Egocentrismo AntropocentrismoNella popolazione occidentale postmoderna e globalizzata c’è la convinzione che tutte le ricorrenze che si festeggiano coinvolgano tutte le popolazioni presenti sulla terra.

E’ una convinzione sociale, individuale che prende origine da un atteggiamento antropologico etnocentrico: è il termine tecnico che designa una concezione per la quale il proprio gruppo sociale è considerato il centro di ogni cosa, e tutti gli altri sono classificati e valutati in rapporto a esso.

Tutto quello che accade fuori da questo gruppo sociale di appartenenza è considerato estraneo di poco valore ed è una cosa altra che non appartiene al gruppo sociale di riferimento.
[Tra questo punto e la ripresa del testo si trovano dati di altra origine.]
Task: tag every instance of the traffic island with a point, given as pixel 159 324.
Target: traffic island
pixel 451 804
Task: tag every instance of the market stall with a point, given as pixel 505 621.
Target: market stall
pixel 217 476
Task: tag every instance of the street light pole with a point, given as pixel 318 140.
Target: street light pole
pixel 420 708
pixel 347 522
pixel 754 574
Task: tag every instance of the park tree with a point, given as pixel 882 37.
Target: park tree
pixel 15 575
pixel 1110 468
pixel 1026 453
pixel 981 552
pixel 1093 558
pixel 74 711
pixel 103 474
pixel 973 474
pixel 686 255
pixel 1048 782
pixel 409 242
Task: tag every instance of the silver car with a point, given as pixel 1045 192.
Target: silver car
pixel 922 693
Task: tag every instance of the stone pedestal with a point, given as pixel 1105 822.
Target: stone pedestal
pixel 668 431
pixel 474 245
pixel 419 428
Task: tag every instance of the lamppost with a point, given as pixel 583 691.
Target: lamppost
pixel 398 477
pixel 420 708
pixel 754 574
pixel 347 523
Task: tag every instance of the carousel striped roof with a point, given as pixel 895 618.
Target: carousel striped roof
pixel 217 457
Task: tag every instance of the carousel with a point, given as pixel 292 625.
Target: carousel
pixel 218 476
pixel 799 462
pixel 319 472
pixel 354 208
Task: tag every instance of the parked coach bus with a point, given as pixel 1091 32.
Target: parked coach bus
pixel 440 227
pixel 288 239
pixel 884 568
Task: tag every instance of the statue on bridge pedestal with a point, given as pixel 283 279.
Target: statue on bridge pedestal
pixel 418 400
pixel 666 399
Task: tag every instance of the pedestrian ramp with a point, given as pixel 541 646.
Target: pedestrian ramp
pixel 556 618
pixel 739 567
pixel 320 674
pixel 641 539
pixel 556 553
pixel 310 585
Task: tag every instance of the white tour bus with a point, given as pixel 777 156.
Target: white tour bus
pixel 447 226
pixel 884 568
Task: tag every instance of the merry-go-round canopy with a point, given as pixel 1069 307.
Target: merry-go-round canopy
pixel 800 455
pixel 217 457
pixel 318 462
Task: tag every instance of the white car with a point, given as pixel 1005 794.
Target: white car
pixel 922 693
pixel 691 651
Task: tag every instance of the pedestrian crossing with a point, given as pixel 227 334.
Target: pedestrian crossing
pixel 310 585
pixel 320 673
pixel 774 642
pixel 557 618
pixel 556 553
Anche i costumi, le ricorrenze, le feste, le tradizioni, che si pongono fuori da questo contenitore, sono escluse e di conseguenza non sono considerate, non esistono.

L’etnocentrismo a livello psicologico si coniuga con l’egocentrismo che è un tratto psicologico della personalità che ipertrofizza l’Io in egoico. Il tratto egoico manifesta comportamenti che mettono al centro esclusivamente la propria identità rigida, inflessibile e insindacabile.

L’egoico è convinto di possedere la verità, la sua verità è quella vera, incomparabile così come sono i suoi atti di fede. L’egoico di fronte allo specchio vede soltanto se stesso, oscura quelli che gli stanno accanto, riconosce unicamente i suoi replicanti, è impossibilitato a individuare qualsiasi tratto che sia altro da sé.

L’egoico diventa egocentrico ed è convinto che gli Altri, per essere degni del suo riconoscimento debbano comportarsi e condividere gli stessi stili di vita, gli stessi costumi e le stesse tradizioni.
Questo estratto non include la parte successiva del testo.